微笑禅の会でも私は「言葉やイメージに囚われているのが一番よくない。如来というものがあれば言葉を使っていない」等々と書いたり話したりしている。

朝、意識は覚めても目が開かず体が起き上がらないまでの一時、放っておくと大抵はネガティブな言葉が連鎖してフラッシュバックのようにイメージが蘇ってくる。そういう時は寝禅がいいと自分の心身を実験台にして様々な工夫を凝らしている。

極端な結論を出せば、人間はそういう言葉やイメージの、意味、に囚われているから対立や紛争が起きる、と言っても過言ではない。

雑談風に言えば、「満月」という言葉は夜の空に光る真ん丸いお月様のイメージを示す。普通はそうなるはずで、例えば書道の心得のある人なら「満月」という文字の形だけを見て「満月」との違いが気になるだろうが、それは例外だろう。例外と言っても、書道家の場合は意味以上に文字の形や筆勢の力が気になり、全体的な感動を重視するので、すでに結論が出たようなものだが、意味と感動の力は当然直結していない。

学校の先生が、満月をテーマに俳句を読みなさい、と言ったとする。普通の生徒は「満月や」から一捻りしようとする。そこで芸術的センスに飛び抜けた生徒が「新月の」と発表し始めると、教師も生徒もドッと引くだろう。所謂ky発言である。そこで「新月の頃より待ちし今宵かな」と締めくくると、教師は「参りました」となる。
 つまり、この生徒は「満月」という意味に単純に囚われず、逆転の発想で満月という言葉を使わずに満月が宿している隠れた感動を最大限に引き出した、つまり表現したわけだ。ここに芸術の力の大きなヒントがある。

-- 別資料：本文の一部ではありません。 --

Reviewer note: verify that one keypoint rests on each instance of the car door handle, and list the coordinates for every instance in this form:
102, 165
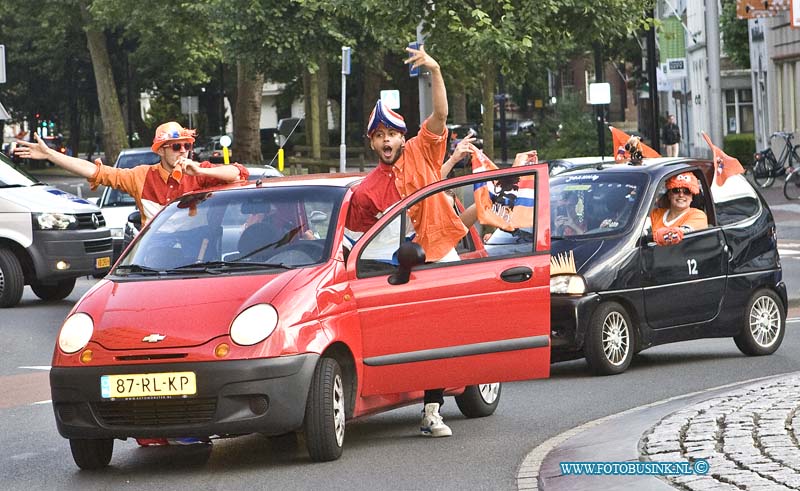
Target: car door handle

禅僧はよく、○(円相図)を一気に描く。何の意味も見えてこないが、語りつくせないほどの意味と効果がこの、○、の中に秘められている。

最も純粋な芸術は音楽だと言われる。例えばモーツアルトのピアノ協奏曲には「意味」がなくて「感動」のみがある。こういう歌詞抜きの純粋な音楽でも社会参加、革命運動が出来る、とかなり無茶なことを主張した人がいるが、音楽は意味がないからこそ感動する。これは別の角度から見ると非常に危険な側面もあり、鬱病で滅入っている人間は感動しすぎてさらにダウンする場合も多く、おぼろげな記憶だがある種の宗教(原始仏教だったかも?)では歌舞音曲の類いは禁止されたと何かの本で読んだことがある。

禅の話題に戻れば、姿勢を整え、呼吸を整えて、無念無想の状態を続けるのが基本になっている。意味とイメージを一切払って、何も考えない。ナンセンス状態を維持する稽古だと思えばいい。そうすると、言語やイメージの組み立てではまず見えてこない豊かな世界が広がる。ゼロが最大限に突然に化けていくのだから面白い。

頭で考えて行動して疲れ果てたときは、何も考えず、物思いに浸る時間を消すこと、そうすると心身が蘇り、善と悪、黒と白との対立が乗り越えられるかもしれない。


眠っているときに赤ちゃんは時々ニコニコと微笑むときがあるが、あれは何を夢見ているのだろう、とフト思いました。赤ちゃんは無敵ですね。